Ahora bien, ¿qué reflexión filosófica podemos extraer de la actual situación pandémica provocada por el virus SARS-CoV-2, causante de la enfermedad Covid-19, en relación con esa clásica interrogación filosófica por nosotros mismos, por los demás y por el mundo? A mi juicio, y en primer lugar, las dramáticas consecuencias sanitarias derivadas de la expansión de la enfermedad, especialmente cruel con las personas mayores y enfermas, nos obliga a reflexionar no solo sobre la necesidad de un sistema público de salud más robusto, sino sobre el propio significado y el valor social de los cuidados, y por supuesto de todos aquellos colectivos e individuos que nos permiten sostener nuestras necesidades más básicas.

Nuestro cuerpo, por ejemplo, necesita el cuidado de otros al nacer, requiere de atención en la enfermedad, en la discapacidad, en la vejez, y sin embargo esa necesidad ineludible del cuidado ha sido desprestigiada socialmente o mercantilizada, con las horribles consecuencias desveladas por la actual pandemia.

En segundo lugar, la expansión del virus causante de la Covid-19 nos obliga asimismo a reflexionar sobre nuestra relación con los demás en el plano político, no sólo dentro de las comunidades nacionales gobernadas por los Estados desde principios del siglo XIX, sino a escala global. Como ya señalara el sociólogo alemán Ulrich Beck a mediados de los años ochenta del siglo XX, los nuevos riesgos derivados de la sociedad global no entienden de fronteras, ni de chovinismos obtusos, y atajarlos solo será posible desde una gobernanza global.

Y finalmente, conectado con lo anterior, el virus SARS-CoV-2 es el resultado de una relación insostenible del ser humano con el planeta, de una agroindustria que reduce drásticamente el hábitat de la vida salvaje y los propios sistemas agrícolas tradicionales, de un modelo productivo basado en la depredación de los recursos naturales y de un sistema económico intrínsecamente desigual. Y de aquí, en efecto, la necesidad de reflexionar sobre otras formas de entender el mundo y nuestra relación con el planeta.

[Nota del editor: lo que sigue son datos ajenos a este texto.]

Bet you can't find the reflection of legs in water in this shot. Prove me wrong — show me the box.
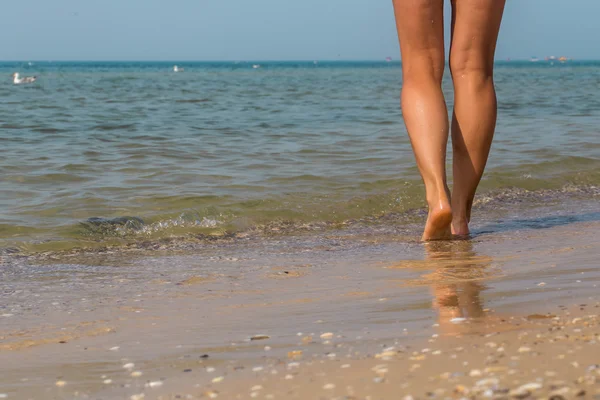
[425,241,490,331]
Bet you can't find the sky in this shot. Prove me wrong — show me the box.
[0,0,600,61]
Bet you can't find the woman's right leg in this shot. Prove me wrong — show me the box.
[450,0,505,235]
[394,0,452,240]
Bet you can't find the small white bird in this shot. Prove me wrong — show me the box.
[12,72,37,85]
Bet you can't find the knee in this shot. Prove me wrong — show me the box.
[450,49,494,84]
[402,56,445,86]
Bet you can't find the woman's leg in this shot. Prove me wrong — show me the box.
[450,0,505,235]
[394,0,452,240]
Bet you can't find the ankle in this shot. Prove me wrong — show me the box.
[426,189,452,210]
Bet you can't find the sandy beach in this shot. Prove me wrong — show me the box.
[0,208,600,399]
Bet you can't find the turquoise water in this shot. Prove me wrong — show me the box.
[0,62,600,251]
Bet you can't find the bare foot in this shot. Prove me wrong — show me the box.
[421,201,452,240]
[452,218,471,236]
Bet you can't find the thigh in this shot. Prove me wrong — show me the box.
[393,0,445,80]
[450,0,506,71]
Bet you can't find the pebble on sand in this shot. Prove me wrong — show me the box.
[250,334,271,340]
[518,346,531,353]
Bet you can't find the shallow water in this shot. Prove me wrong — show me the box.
[0,62,600,252]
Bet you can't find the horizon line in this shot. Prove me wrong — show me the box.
[0,57,600,63]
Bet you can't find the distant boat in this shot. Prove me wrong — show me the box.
[12,72,37,85]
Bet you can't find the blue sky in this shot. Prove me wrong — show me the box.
[0,0,600,60]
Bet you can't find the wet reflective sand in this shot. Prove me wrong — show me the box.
[0,200,600,399]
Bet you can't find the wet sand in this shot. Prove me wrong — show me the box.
[0,211,600,399]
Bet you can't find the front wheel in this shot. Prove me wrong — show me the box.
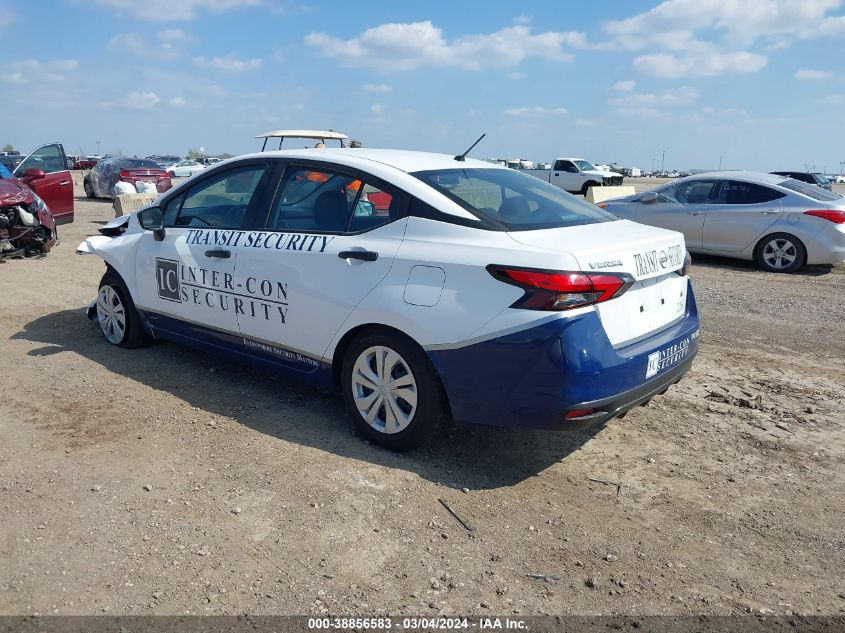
[755,233,807,273]
[341,332,449,451]
[97,269,150,348]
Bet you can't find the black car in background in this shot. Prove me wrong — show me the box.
[771,171,832,190]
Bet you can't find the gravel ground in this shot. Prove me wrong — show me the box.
[0,175,845,615]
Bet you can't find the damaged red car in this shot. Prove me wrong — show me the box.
[0,144,73,260]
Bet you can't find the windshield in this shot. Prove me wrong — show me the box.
[778,178,842,202]
[411,169,619,231]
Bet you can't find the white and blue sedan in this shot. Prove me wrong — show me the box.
[78,148,699,450]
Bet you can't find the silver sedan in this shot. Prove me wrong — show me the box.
[599,171,845,273]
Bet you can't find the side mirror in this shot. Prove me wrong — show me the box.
[138,207,165,242]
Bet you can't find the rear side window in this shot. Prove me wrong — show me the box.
[778,178,842,202]
[713,180,786,204]
[412,168,619,231]
[172,165,264,229]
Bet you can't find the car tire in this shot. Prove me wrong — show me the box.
[96,268,152,349]
[581,180,599,198]
[754,233,807,273]
[341,331,449,452]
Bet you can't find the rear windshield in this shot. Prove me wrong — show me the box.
[411,169,619,231]
[778,178,842,202]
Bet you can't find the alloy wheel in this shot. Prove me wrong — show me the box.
[97,286,126,345]
[352,345,418,434]
[763,237,798,270]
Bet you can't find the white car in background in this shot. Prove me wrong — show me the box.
[598,171,845,273]
[78,148,699,450]
[165,160,205,178]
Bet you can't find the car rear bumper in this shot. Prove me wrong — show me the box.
[429,287,699,430]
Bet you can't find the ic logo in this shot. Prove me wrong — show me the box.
[156,257,182,303]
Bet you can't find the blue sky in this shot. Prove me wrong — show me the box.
[0,0,845,173]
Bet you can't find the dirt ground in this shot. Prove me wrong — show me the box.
[0,175,845,615]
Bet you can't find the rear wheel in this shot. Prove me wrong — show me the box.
[581,180,599,197]
[341,332,449,451]
[755,233,807,273]
[97,269,151,348]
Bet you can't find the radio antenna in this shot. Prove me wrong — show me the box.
[455,132,487,162]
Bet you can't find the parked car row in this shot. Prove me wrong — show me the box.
[599,171,845,273]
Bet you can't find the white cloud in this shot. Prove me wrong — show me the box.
[0,59,79,84]
[502,106,566,117]
[361,84,393,92]
[194,55,261,73]
[597,0,845,78]
[611,79,637,92]
[795,68,833,79]
[305,21,586,70]
[607,87,698,107]
[89,0,264,22]
[103,91,161,110]
[156,29,188,43]
[634,50,768,79]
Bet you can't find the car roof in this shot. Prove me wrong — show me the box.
[681,171,788,185]
[232,147,502,173]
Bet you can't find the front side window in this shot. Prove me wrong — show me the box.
[171,165,264,229]
[15,145,67,176]
[411,169,619,231]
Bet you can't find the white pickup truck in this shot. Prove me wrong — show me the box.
[523,158,622,195]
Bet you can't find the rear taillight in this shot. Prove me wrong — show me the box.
[487,265,634,310]
[804,209,845,224]
[675,251,692,277]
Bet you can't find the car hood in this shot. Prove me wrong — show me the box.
[0,178,35,205]
[581,169,622,178]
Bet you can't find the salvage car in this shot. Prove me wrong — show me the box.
[524,158,624,196]
[165,160,205,178]
[599,171,845,273]
[82,158,173,198]
[78,148,699,450]
[12,143,74,224]
[0,165,57,260]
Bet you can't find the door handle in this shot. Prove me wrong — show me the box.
[337,251,378,262]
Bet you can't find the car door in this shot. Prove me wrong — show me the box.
[14,143,73,224]
[637,179,716,248]
[552,160,581,191]
[134,159,272,347]
[235,162,407,372]
[702,180,785,252]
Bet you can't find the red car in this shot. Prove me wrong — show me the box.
[82,158,173,198]
[14,143,73,224]
[0,167,56,260]
[73,156,99,171]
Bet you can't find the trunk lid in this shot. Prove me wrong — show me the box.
[509,220,687,347]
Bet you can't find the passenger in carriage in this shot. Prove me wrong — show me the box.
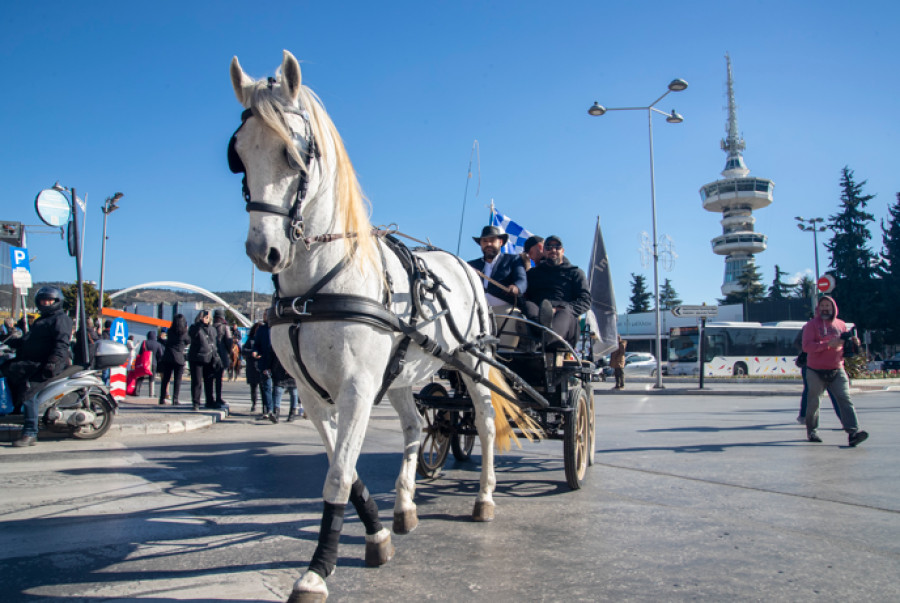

Como ha mostrado recientemente el filósofo murciano Antonio Campillo en su ensayo M undo, nosotros, yo. Ensayos cosmopoliéticos (Herder, 2018), ante las nuevas problemáticas a las que se enfrenta la humanidad (el colapso ecológico, las tensiones geopolíticas y la posibilidad del uso de armas de destrucción masiva, etc.) necesitamos como nunca nuevos mapas simbólicos que nos permitan reconfigurar (de nuevo la triple interrogación) nuestra relación con el mundo, con la pluralidad de nuestros semejantes y con nuestra propia identidad personal.

En este sentido, la pandemia de la Covid-19 vuelve a mostrar la absoluta necesidad de repensar ese universo ideológico que todo lo mercantiliza, ciego a las desigualdades e inconsciente de los límites del crecimiento económico capitalista. Ésa es la gran reflexión filosófica que nos plantea el nuevo virus, la gran oportunidad de pensar distinto de cómo pensamos, de imaginar formas diferentes de entendernos a nosotros mismos, a los demás y al mundo en el que vivimos. Hoy, como nunca, nuestra supervivencia como especie depende de ello.